Publié le par Au vrai chic littérère

 

Ça faisait un petit moment que j'avais envie de retrouver le plaisir de lire un bon roman historique et si possible empreint d’esprit rabelaisien. J'ai beaucoup cherché et finalement trouvé, ce livre, passé un peu inaperçu au moment de sa sortie en 2013.

Résumé de l’éditeur

1515. Pendant que Français, Italiens et Suisses s’étripent à Marignan, que le pape Léon X s’acharne à embellir Saint-Pierre de Rome, qu’Henry VIII d’Angleterre n’a encore qu’une épouse – celle de son frère – et que le prince turc Suleïman se prépare à devenir Soliman le Magnifique, le jeune Jean Jambecreuse, peintre, quitte sa ville natale d’Augsbourg pour parfaire son apprentissage à Bâle, ville alors en plein essor. Jean veut connaître le latin, la langue internationale de l’époque, celle qui, il le pressent, lui permettra de passer de l’ancien statut d’artisan à ce nouvel état dont on commence à parler en Italie et qui rapproche le peintre du poète : celui d’artiste. Il va alors se frotter aux plus grands penseurs de son temps : Érasme, pour lequel il illustre les marges de l’Éloge de la folie, mais aussi Léonard de Vinci, qu’il suit jusqu’à Amboise où le vieil homme termine ses jours, et auquel il dérobera certains papiers compromettants. De surcroît, par-delà l’apprentissage de son art, il va faire celui de la vie, laquelle est faite de bruit, de paillardise et de fureur.

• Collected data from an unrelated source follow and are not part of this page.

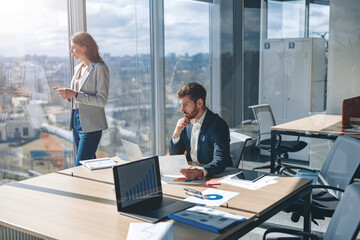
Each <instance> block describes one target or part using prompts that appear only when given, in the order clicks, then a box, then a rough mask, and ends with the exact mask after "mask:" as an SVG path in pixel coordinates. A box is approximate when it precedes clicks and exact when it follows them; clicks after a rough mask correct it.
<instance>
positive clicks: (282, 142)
mask: <svg viewBox="0 0 360 240" xmlns="http://www.w3.org/2000/svg"><path fill="white" fill-rule="evenodd" d="M249 108H251V109H252V111H253V113H254V116H255V119H256V121H257V123H258V126H259V137H258V139H257V142H256V147H258V148H259V149H262V150H266V151H269V152H270V150H271V132H270V129H271V127H272V126H275V125H276V123H275V118H274V115H273V113H272V111H271V107H270V105H269V104H261V105H253V106H249ZM299 139H300V136H299V137H298V138H297V140H295V141H287V140H286V141H283V140H282V139H281V135H277V136H276V143H275V158H276V161H277V165H276V166H275V171H277V172H278V171H279V169H280V168H281V166H282V163H281V161H282V159H287V158H289V155H288V153H289V152H298V151H300V150H302V149H303V148H305V147H306V145H307V143H306V142H304V141H300V140H299ZM266 168H270V165H266V166H261V167H256V168H254V169H253V170H255V169H266Z"/></svg>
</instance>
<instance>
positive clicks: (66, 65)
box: [0, 0, 73, 180]
mask: <svg viewBox="0 0 360 240" xmlns="http://www.w3.org/2000/svg"><path fill="white" fill-rule="evenodd" d="M0 28H1V31H0V42H1V44H0V89H1V91H0V116H1V117H0V180H1V179H2V178H10V179H16V180H20V179H24V178H28V177H30V176H33V175H39V174H45V173H49V172H52V171H57V170H61V169H63V168H65V167H68V166H69V163H70V160H71V159H72V157H73V156H72V150H73V147H72V146H73V145H72V139H71V138H70V137H69V136H71V135H69V134H71V133H70V132H69V131H67V130H65V129H66V128H67V127H68V124H69V118H70V117H69V116H70V115H69V111H68V107H67V102H65V101H63V100H62V99H61V98H60V97H59V96H58V95H57V94H56V92H55V91H54V90H53V89H52V88H53V87H63V86H68V85H69V84H70V70H69V66H70V63H69V40H68V15H67V3H66V1H63V0H52V1H47V0H33V1H27V0H13V1H6V2H2V4H1V8H0Z"/></svg>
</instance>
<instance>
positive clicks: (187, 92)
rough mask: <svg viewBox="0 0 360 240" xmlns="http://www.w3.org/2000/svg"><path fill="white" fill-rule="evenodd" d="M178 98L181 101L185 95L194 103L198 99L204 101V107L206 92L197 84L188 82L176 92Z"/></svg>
mask: <svg viewBox="0 0 360 240" xmlns="http://www.w3.org/2000/svg"><path fill="white" fill-rule="evenodd" d="M177 95H178V98H179V99H181V98H183V97H185V96H186V95H189V97H190V99H191V100H192V101H194V102H195V103H196V101H197V100H198V99H200V98H202V99H203V100H204V107H205V106H206V105H205V100H206V90H205V88H204V87H203V86H202V85H201V84H200V83H198V82H190V83H188V84H186V85H184V86H183V87H182V88H181V89H180V90H179V91H178V92H177Z"/></svg>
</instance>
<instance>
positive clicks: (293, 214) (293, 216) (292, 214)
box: [291, 212, 301, 222]
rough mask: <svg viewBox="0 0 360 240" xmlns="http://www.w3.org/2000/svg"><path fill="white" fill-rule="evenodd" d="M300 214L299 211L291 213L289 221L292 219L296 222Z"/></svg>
mask: <svg viewBox="0 0 360 240" xmlns="http://www.w3.org/2000/svg"><path fill="white" fill-rule="evenodd" d="M300 216H301V215H300V214H299V213H297V212H293V213H292V214H291V221H293V222H298V221H299V219H300Z"/></svg>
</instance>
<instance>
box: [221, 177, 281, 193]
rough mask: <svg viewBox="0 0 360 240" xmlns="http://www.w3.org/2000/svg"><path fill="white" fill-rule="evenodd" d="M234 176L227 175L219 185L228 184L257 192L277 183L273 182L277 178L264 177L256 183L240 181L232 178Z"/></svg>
mask: <svg viewBox="0 0 360 240" xmlns="http://www.w3.org/2000/svg"><path fill="white" fill-rule="evenodd" d="M235 175H236V174H232V175H228V176H226V177H225V178H224V179H222V180H220V181H219V182H220V183H225V184H229V185H232V186H236V187H241V188H246V189H250V190H257V189H260V188H262V187H265V186H268V185H271V184H275V183H277V181H276V180H275V179H276V178H277V176H265V177H262V178H260V179H259V180H257V181H256V182H252V181H248V180H241V179H234V178H232V177H233V176H235Z"/></svg>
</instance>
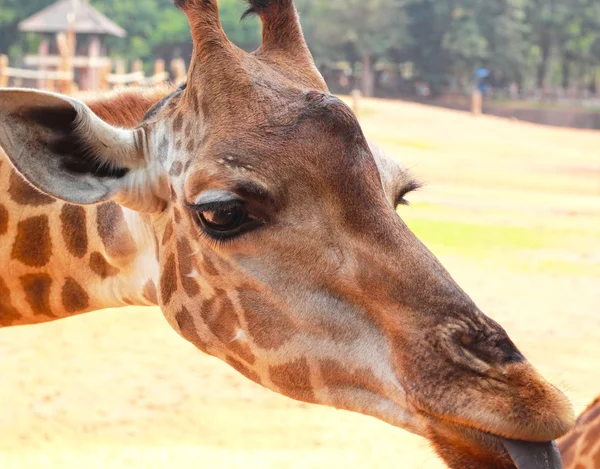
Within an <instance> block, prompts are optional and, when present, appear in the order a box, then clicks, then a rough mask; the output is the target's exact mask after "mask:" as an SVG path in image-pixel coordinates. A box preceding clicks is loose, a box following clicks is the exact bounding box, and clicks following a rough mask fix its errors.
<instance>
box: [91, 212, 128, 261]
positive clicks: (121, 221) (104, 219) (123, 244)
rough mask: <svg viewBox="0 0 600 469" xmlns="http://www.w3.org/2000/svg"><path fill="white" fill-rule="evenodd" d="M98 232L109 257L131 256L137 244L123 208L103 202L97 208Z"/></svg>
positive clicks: (97, 223) (98, 233)
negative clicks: (97, 207)
mask: <svg viewBox="0 0 600 469" xmlns="http://www.w3.org/2000/svg"><path fill="white" fill-rule="evenodd" d="M97 210H98V211H97V216H98V217H97V226H98V234H99V235H100V238H101V239H102V242H103V243H104V247H105V248H106V253H107V254H108V255H109V257H130V256H132V255H134V254H135V252H136V246H135V242H134V241H133V238H132V236H131V233H130V232H129V229H128V227H127V223H126V222H125V216H124V215H123V210H122V209H121V207H119V206H118V205H117V204H115V203H112V202H109V203H105V204H101V205H99V206H98V209H97Z"/></svg>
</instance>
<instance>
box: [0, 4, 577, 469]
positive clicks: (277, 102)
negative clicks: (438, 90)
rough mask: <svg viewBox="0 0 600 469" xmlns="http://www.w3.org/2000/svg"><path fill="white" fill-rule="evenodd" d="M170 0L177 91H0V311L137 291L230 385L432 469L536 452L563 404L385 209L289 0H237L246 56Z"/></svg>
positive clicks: (7, 315)
mask: <svg viewBox="0 0 600 469" xmlns="http://www.w3.org/2000/svg"><path fill="white" fill-rule="evenodd" d="M175 3H176V5H177V6H178V7H179V8H181V9H182V10H183V11H184V12H185V14H186V15H187V17H188V19H189V22H190V26H191V31H192V37H193V41H194V54H193V58H192V63H191V66H190V70H189V75H188V80H187V83H186V85H184V86H181V87H180V88H178V89H175V90H170V91H168V92H167V91H165V90H156V91H150V92H142V91H136V90H129V91H124V92H122V93H119V94H116V95H111V96H107V97H101V98H98V99H96V100H92V101H88V102H86V103H84V102H83V101H80V100H77V99H75V98H71V97H66V96H60V95H56V94H52V93H44V92H39V91H32V90H1V91H0V145H1V146H2V148H3V150H4V151H5V153H6V157H4V156H2V157H1V158H0V190H1V192H0V193H1V194H2V195H0V261H1V262H2V263H3V264H4V265H6V266H7V269H6V270H5V271H3V272H0V325H4V326H9V325H17V324H32V323H39V322H44V321H49V320H54V319H58V318H62V317H67V316H72V315H74V314H79V313H83V312H87V311H92V310H97V309H101V308H106V307H112V306H122V305H127V304H137V305H152V304H157V305H159V306H160V307H161V309H162V312H163V314H164V315H165V317H166V319H167V320H168V322H169V323H170V325H171V326H172V327H173V328H174V329H175V330H176V331H177V332H178V333H179V334H181V336H183V337H184V338H185V339H187V340H188V341H190V342H192V343H193V344H195V345H196V346H197V347H198V348H199V349H200V350H202V351H204V352H206V353H209V354H211V355H214V356H216V357H219V358H221V359H222V360H224V361H226V362H227V363H228V364H229V365H231V366H232V367H234V368H235V369H237V370H238V371H239V372H241V373H242V374H244V375H245V376H246V377H248V378H249V379H251V380H253V381H255V382H257V383H259V384H262V385H263V386H266V387H268V388H270V389H273V390H275V391H277V392H280V393H282V394H285V395H287V396H289V397H291V398H294V399H298V400H302V401H306V402H310V403H317V404H324V405H328V406H334V407H337V408H342V409H347V410H351V411H355V412H360V413H363V414H366V415H371V416H374V417H377V418H379V419H381V420H384V421H386V422H389V423H391V424H393V425H396V426H398V427H402V428H405V429H407V430H409V431H412V432H414V433H417V434H419V435H422V436H423V437H425V438H427V439H429V440H430V441H431V442H432V445H433V448H434V449H435V450H436V451H437V453H438V454H439V455H440V456H441V457H442V458H443V459H444V461H445V462H446V464H447V465H448V466H449V467H451V468H461V469H473V468H491V469H508V468H514V467H515V463H514V462H513V459H514V460H523V461H527V460H528V459H529V460H533V459H540V458H538V456H539V454H540V453H536V451H538V449H534V448H542V451H551V449H552V447H551V445H550V443H549V442H550V441H551V440H554V439H556V438H558V437H560V436H561V435H563V434H564V433H566V432H567V430H568V429H569V428H570V427H571V425H572V423H573V419H574V417H573V411H572V408H571V406H570V404H569V402H568V400H567V399H566V398H565V397H564V395H563V394H562V393H561V392H560V391H559V390H558V389H556V388H555V387H554V386H552V385H551V384H549V383H548V382H546V381H545V380H544V378H543V377H542V376H540V375H539V374H538V372H537V371H536V370H535V369H534V368H533V366H532V365H531V364H530V363H529V362H528V361H527V360H526V359H525V358H524V357H523V355H522V354H521V353H520V352H519V350H518V349H517V347H516V346H515V345H514V344H513V342H512V341H511V340H510V338H509V337H508V335H507V334H506V332H505V331H504V330H503V329H502V327H500V326H499V325H498V324H497V323H496V322H494V321H493V320H491V319H490V318H488V317H487V316H485V315H484V314H483V313H482V312H481V311H480V310H479V309H478V308H477V307H476V306H475V304H474V303H473V302H472V301H471V299H470V298H469V297H468V296H467V295H466V294H465V293H464V292H463V291H462V290H461V289H460V288H459V287H458V286H457V285H456V283H455V282H454V280H453V279H452V278H451V276H450V275H449V274H448V273H447V272H446V270H444V268H443V267H442V266H441V265H440V263H439V262H438V261H437V259H436V258H435V257H434V256H433V255H432V254H431V253H430V252H429V251H428V250H427V249H426V248H425V247H424V246H423V245H422V244H421V243H420V242H419V241H418V240H417V239H416V237H415V236H414V235H413V234H412V233H411V231H410V230H409V229H408V227H407V226H406V225H405V224H404V223H403V221H402V220H401V219H400V217H399V216H398V214H397V213H396V210H395V209H396V206H397V205H398V204H400V203H401V202H402V201H403V198H404V196H405V195H406V194H407V192H409V191H410V190H411V189H414V188H415V187H416V183H415V181H414V180H413V178H412V177H411V176H410V174H409V173H408V172H407V171H406V170H404V169H403V168H401V167H399V166H398V165H397V164H396V163H395V161H393V160H392V159H389V158H388V157H386V156H385V155H384V154H383V153H382V152H381V151H380V150H379V149H378V148H377V147H376V146H375V145H374V144H373V143H372V142H370V141H369V140H367V139H366V138H365V136H364V135H363V133H362V131H361V128H360V125H359V123H358V121H357V120H356V118H355V116H354V115H353V113H352V112H351V111H350V109H349V108H348V107H347V106H346V105H345V104H344V103H343V102H342V101H340V100H339V99H337V98H335V97H333V96H332V95H330V94H329V93H328V91H327V87H326V85H325V82H324V80H323V78H322V77H321V75H320V74H319V73H318V71H317V69H316V67H315V65H314V62H313V60H312V57H311V55H310V52H309V50H308V47H307V46H306V43H305V41H304V38H303V35H302V30H301V27H300V24H299V22H298V16H297V14H296V11H295V8H294V6H293V3H292V1H291V0H261V1H258V0H253V1H251V2H250V4H251V9H252V11H253V12H255V13H257V14H258V16H259V17H260V19H261V21H262V23H263V44H262V46H261V47H260V48H259V49H258V50H257V51H256V52H255V53H253V54H248V53H245V52H243V51H241V50H239V49H238V48H236V47H235V46H234V45H233V44H232V43H231V42H230V41H229V40H228V39H227V37H226V36H225V33H224V32H223V30H222V28H221V25H220V23H219V16H218V8H217V3H216V0H177V1H176V2H175ZM6 159H8V160H9V161H10V162H11V164H12V165H9V164H8V162H7V161H6ZM13 167H14V168H15V169H14V170H13V169H12V168H13ZM15 170H16V171H17V172H18V173H19V174H20V176H19V175H18V174H17V173H16V172H15ZM21 176H22V177H23V178H24V179H26V180H27V183H26V182H24V181H23V180H22V178H21ZM29 184H30V185H31V186H33V187H35V188H36V190H34V189H33V188H32V187H31V186H30V185H29ZM2 189H4V190H2ZM38 190H39V191H41V192H38ZM4 272H10V273H11V275H10V276H8V275H5V273H4ZM506 439H516V440H522V441H524V442H530V443H532V444H531V445H527V444H524V445H520V448H521V449H519V450H518V452H519V454H517V455H516V456H515V455H514V454H513V453H514V451H512V450H511V449H510V448H512V446H510V445H508V444H506V445H505V443H506ZM544 442H546V443H545V444H543V445H534V444H533V443H544ZM505 446H507V447H508V450H507V448H505ZM511 451H512V452H511ZM509 452H511V454H512V459H511V456H509ZM523 464H524V465H521V469H522V468H524V467H527V468H530V469H531V468H538V469H539V468H546V467H553V468H556V467H558V465H559V464H560V463H555V464H554V465H553V466H548V464H544V463H541V462H531V461H529V462H525V463H523Z"/></svg>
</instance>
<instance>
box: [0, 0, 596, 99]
mask: <svg viewBox="0 0 600 469" xmlns="http://www.w3.org/2000/svg"><path fill="white" fill-rule="evenodd" d="M52 2H53V0H27V1H22V0H0V51H1V52H6V51H8V52H9V53H10V55H11V56H12V57H13V58H14V57H20V56H22V55H23V54H24V53H25V52H27V51H29V52H31V51H32V49H33V50H35V41H36V40H35V38H34V37H31V36H27V35H24V34H21V33H18V30H17V24H18V22H19V21H21V20H22V19H24V18H26V17H28V16H29V15H31V14H33V13H35V12H36V11H38V10H40V9H41V8H43V7H45V6H47V5H49V4H51V3H52ZM296 3H297V7H298V10H299V11H300V14H301V17H302V23H303V25H304V28H305V32H306V36H307V39H308V41H309V45H310V47H311V49H312V50H313V52H314V54H315V56H316V59H317V61H318V64H319V66H320V67H321V69H322V70H324V71H325V72H326V74H327V72H328V71H329V72H330V74H329V78H330V79H332V78H333V79H335V80H338V81H339V80H343V75H346V77H347V78H348V80H350V86H353V83H352V80H354V79H355V78H356V79H357V80H358V81H359V83H360V86H361V87H362V88H363V92H364V93H365V94H367V95H371V94H373V92H374V90H375V89H376V88H377V87H379V86H381V85H382V83H381V78H382V74H381V71H382V70H383V69H388V70H390V69H393V70H396V71H401V72H402V73H401V76H402V77H403V78H404V79H405V80H407V81H406V83H414V82H416V81H419V80H420V81H423V82H426V83H427V84H428V86H429V88H430V89H431V90H432V91H433V92H434V93H435V92H440V91H444V90H448V89H460V88H463V89H464V88H465V87H468V86H471V85H472V82H473V77H474V71H475V70H476V69H477V68H479V67H486V68H488V69H489V70H490V72H491V75H490V78H489V80H490V83H491V84H492V85H494V86H496V87H506V88H508V87H509V86H510V85H512V86H513V88H515V87H518V89H521V90H522V89H530V90H535V89H542V88H544V87H547V86H555V87H561V88H564V89H569V88H570V89H577V90H589V91H590V92H592V93H594V92H595V91H596V87H597V86H598V82H599V81H600V80H599V73H598V71H599V70H600V2H598V1H597V0H297V2H296ZM92 4H93V5H94V6H95V7H97V8H98V9H99V10H101V11H103V12H104V13H105V14H107V15H108V16H109V17H110V18H111V19H113V20H114V21H115V22H117V23H118V24H119V25H120V26H122V27H123V28H125V29H126V30H127V31H128V33H129V35H128V37H127V38H126V39H124V40H123V39H114V40H110V41H109V45H110V46H111V47H110V49H111V55H114V56H121V57H124V58H127V59H134V58H142V59H145V60H150V59H152V58H153V57H156V56H165V55H168V53H169V52H171V51H173V50H179V51H181V52H180V53H181V54H182V55H184V56H185V55H186V53H187V52H188V50H189V49H188V48H187V47H186V45H187V44H189V32H188V26H187V23H186V18H185V16H184V15H183V14H181V13H180V12H178V11H177V10H175V9H174V8H173V6H172V3H171V2H170V1H168V0H135V1H134V0H128V1H124V0H103V1H100V0H96V1H92ZM220 7H221V14H222V20H223V24H224V26H225V28H226V30H227V31H228V33H229V34H230V37H231V38H232V40H233V41H234V42H236V43H237V44H238V45H239V46H241V47H242V48H245V49H252V48H254V47H256V45H257V44H258V43H259V39H260V27H259V23H258V21H257V20H256V19H249V20H246V21H244V22H243V23H241V25H240V23H239V18H240V16H241V12H242V11H243V10H244V8H245V5H244V2H243V1H241V0H220ZM167 58H168V57H167ZM408 80H410V81H408ZM407 86H408V85H407Z"/></svg>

Jean Jambecreuse, traduction littérale de Hans Holbein (1497-1543), par ses péripéties, nous entraîne dans une période de bouleversements politiques, artistiques (la Renaissance) et religieux (la Réforme), violente et exaltée. Voyager c’est avant tout s’exposer aux multiples dangers que l’on peut rencontrer, rapines, viols, meurtres au détour de chaque sente. S’ils sont dangereux, les voyages sont aussi longs, très longs et propices aux rencontres et les retours fêtés à grands frais. Ce roman d’apprentissage convoque avec plaisir les scènes attendues d’un tel ouvrage. Il ne nous épargnera ni les banquets ripailleurs, ni le procès en sorcellerie et les tourments afférents, ni les fuites rocambolesques à travers les ruisseaux fangeux, ni les visites aux bordels où est bien pris qui croyait prendre… faisant revivre tout un monde d'imprimeurs, d'aubergistes, de mercenaires, de servantes ou de filles de joie.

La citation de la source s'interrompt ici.